Kiyoshi Tamura v Yoshihisa Yamamoto (RINGS, 12/21/96)

These guys have a match a couple years later that might be my favourite shoot style match of all time. This doesn't reach the same lofty level of greatness, but it does have Yamamoto trying to slap Tamura's face six ways from Sunday, which seems to be a staple in a lot of his matches. He doesn't give a shit who Tamura is; he's in his way and he can go fuck himself if he thinks name value will make a difference. Tamura is of course Tamura and rifles them right back. Tamura's a guy that isn't always great at conveying a sense of being in real danger, but once he gets cut open you really get the sense he wants to end it quickly before taking any more damage. As soon as I saw the look on his face after the blood stoppage I knew he was wrapping things up sharpish.


Tsuyoshi Kohsaka v Yoshihisa Yamamoto (RINGS, 4/4/97)

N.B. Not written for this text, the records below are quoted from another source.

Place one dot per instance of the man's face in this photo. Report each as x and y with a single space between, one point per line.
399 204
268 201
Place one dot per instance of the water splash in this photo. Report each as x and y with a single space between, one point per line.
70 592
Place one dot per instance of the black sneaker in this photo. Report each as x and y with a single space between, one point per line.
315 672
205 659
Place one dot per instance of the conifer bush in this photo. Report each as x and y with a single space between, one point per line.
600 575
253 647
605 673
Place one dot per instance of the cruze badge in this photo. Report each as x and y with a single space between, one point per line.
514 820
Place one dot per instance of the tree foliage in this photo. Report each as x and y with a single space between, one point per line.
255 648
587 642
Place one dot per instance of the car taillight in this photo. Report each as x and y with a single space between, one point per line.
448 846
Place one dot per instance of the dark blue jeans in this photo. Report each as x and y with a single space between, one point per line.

Really fantastic 30 minute fight. I need to watch the Tamura draw from '98 again, and probably a couple of the Han matches as well, but right now this feels like a good shout for the best Kohsaka in RINGS match. I guess you could call this a slow burner, but the stuff they're doing on the mat doesn't look like the kind of stuff that I'd watch not already knowing the outcome and think they were killing time to go 30. Thought it was paced somewhere between Tamura/Han and Tamura/Ilioukhine in that they have lots of little bursts on the mat in between longer stretches where they push and prod for advantages, and to break it up they have spells where they just start chucking palm strikes and knees at each other's face and solar plexus. By the time they hit the 25 minute mark both guys are spent, especially Kohsaka who looks absolutely shattered, and the final 5 minutes are fucking tremendous, both pretty much throwing caution to the wind and trying to score the KO -- it's your Pacquiao v Marquez in the 12th round. There's one knockdown on Kohsaka that looked particularly tremendous and Kohsaka's lying face down on the mat like a drooling car wreck victim while Yamamoto's milking the count like he's motherfucking Hogan in MSG. The last ditch attempts at grabbing hold of SOMETHING just to force a submission is the kind of desperate matwork you want to see in this style. Just an awesome, epic match.